Redistribution vs. Recognition: How Brexit Split the Left

Author:

Dinsmore Adam

Abstract

AbstractBrexit is typically seen as a canonical example of right-wing populism, yet a third of those who voted for left-of-centre parties at the 2015 UK General Election also supported Brexit one year later. This bloc of 5 million people was around four times the size of the Leave campaign’s margin of victory. This article constructs the first discursive analysis of leftist Brexit support. Drawing on qualitative interviews with twenty-three left-identifying residents of the ‘Red Wall’ region of England, I examine continuities between leftist identities and pro-Brexit discourse.
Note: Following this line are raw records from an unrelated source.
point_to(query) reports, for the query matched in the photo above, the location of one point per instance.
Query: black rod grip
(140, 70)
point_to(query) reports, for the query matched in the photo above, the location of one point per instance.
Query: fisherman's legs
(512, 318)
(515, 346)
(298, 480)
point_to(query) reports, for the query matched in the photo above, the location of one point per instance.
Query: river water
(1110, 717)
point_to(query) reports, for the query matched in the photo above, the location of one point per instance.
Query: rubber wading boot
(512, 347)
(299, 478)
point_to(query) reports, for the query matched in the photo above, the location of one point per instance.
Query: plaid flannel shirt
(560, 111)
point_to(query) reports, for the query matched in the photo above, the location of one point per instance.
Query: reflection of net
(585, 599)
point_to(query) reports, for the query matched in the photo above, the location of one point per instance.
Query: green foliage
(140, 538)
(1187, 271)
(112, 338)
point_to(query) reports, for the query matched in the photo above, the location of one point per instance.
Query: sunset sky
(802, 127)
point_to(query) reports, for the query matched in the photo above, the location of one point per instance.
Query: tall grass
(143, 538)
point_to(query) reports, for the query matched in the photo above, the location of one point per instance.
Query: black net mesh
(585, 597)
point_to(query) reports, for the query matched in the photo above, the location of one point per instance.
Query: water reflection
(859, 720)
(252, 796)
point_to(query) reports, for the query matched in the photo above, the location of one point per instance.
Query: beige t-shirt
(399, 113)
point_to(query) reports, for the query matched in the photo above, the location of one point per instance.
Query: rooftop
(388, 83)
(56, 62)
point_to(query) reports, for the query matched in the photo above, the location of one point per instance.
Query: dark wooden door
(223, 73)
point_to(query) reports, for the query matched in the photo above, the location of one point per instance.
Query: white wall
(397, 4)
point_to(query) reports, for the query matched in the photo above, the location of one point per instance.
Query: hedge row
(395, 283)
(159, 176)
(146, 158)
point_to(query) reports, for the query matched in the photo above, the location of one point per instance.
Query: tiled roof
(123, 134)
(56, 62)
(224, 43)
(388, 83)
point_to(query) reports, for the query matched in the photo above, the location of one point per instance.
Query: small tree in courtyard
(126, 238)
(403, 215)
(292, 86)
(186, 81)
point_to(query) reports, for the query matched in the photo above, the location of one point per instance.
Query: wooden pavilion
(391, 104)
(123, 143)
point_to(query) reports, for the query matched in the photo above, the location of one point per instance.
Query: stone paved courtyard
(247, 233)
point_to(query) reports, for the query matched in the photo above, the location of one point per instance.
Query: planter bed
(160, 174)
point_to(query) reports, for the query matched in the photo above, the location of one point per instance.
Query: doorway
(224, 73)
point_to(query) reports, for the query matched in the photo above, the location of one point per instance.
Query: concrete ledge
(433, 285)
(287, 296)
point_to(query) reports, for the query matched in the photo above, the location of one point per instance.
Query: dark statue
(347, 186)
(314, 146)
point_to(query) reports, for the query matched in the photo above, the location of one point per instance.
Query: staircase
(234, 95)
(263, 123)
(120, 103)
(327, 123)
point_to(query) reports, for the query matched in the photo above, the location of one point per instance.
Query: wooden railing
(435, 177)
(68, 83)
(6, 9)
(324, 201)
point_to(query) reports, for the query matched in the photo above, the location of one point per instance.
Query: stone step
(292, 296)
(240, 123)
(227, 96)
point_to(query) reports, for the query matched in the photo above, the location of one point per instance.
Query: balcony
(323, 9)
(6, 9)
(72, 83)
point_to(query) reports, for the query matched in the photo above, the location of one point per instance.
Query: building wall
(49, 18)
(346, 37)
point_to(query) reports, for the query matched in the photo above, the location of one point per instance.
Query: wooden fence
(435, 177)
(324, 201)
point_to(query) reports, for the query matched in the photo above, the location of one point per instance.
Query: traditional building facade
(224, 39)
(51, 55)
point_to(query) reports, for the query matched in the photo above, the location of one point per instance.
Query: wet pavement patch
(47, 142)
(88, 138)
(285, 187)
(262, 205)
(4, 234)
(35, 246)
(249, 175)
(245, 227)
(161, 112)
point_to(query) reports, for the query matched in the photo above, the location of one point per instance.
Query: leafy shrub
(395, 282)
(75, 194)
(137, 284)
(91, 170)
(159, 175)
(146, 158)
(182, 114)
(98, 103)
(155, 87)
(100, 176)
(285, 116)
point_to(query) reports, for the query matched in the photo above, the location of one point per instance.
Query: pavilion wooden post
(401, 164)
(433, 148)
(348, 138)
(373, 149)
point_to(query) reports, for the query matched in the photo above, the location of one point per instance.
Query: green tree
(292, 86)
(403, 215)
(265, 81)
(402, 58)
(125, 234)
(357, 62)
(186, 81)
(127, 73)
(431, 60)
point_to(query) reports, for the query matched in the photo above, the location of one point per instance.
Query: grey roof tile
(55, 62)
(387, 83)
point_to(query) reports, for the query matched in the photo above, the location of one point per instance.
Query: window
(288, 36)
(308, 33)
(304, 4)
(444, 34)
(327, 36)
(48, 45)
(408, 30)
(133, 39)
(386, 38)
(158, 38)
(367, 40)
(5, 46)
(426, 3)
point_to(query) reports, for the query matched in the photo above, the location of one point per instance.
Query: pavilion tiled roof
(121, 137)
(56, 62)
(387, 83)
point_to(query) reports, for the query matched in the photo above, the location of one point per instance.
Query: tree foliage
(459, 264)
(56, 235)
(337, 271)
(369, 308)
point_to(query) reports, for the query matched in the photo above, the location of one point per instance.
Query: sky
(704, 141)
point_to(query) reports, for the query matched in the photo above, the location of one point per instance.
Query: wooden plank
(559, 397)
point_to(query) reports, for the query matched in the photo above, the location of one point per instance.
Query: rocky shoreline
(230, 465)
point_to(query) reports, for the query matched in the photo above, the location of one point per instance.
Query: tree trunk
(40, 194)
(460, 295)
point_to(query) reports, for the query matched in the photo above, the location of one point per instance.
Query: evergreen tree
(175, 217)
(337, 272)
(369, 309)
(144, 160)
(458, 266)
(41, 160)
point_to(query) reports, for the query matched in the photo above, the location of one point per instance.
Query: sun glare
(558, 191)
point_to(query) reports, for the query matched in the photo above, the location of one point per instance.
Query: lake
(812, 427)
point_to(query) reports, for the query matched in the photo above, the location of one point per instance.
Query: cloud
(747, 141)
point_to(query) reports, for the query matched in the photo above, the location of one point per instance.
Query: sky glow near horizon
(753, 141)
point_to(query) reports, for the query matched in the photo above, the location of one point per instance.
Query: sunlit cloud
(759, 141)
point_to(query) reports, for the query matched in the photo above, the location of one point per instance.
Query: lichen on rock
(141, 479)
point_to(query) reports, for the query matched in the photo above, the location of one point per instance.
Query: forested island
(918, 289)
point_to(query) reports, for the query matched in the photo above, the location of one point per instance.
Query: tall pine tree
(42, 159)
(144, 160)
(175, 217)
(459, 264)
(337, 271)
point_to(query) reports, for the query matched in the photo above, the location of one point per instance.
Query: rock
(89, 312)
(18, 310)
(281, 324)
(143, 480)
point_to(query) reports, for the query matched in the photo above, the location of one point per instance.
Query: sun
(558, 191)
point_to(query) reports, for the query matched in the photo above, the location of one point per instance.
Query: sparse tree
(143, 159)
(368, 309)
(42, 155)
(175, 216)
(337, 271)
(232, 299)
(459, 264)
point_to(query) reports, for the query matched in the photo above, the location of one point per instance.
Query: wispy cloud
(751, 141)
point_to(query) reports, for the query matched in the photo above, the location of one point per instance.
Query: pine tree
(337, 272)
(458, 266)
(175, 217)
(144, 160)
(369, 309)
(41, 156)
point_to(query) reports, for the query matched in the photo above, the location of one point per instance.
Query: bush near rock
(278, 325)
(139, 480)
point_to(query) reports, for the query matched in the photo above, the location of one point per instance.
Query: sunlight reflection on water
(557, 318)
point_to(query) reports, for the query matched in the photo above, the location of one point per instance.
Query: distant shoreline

Participants consistently constructed their political identities from ideas that broadly corresponded to Fraser’s folk paradigms of social justice ‘redistribution’ and ‘recognition’. Relations between the paradigms were more complex—and more antagonistic—in participant accounts than Fraser’s ‘distinct but equivalent’ ideal. Three discursive logics promoted leftist Brexit support by (i) counterposing redistribution of wealth against the ‘neoliberal’ European Union, while associating Brexit itself with notions of (ii) ‘underdog spirit’ and (iii) ‘unity’. Each logic shared affinities with the redistribution paradigm, and were often expressed alongside antagonism toward recognition. I conclude that Brexit split the left by exploiting pre-existing tensions between the left’s constituent parts. Leftist Brexit support was thus a partial epiphenomenon of the contemporary left’s dual form. A shift away from Fraser’s ‘perspectival dualism’ may constrain further Brexit-style splits.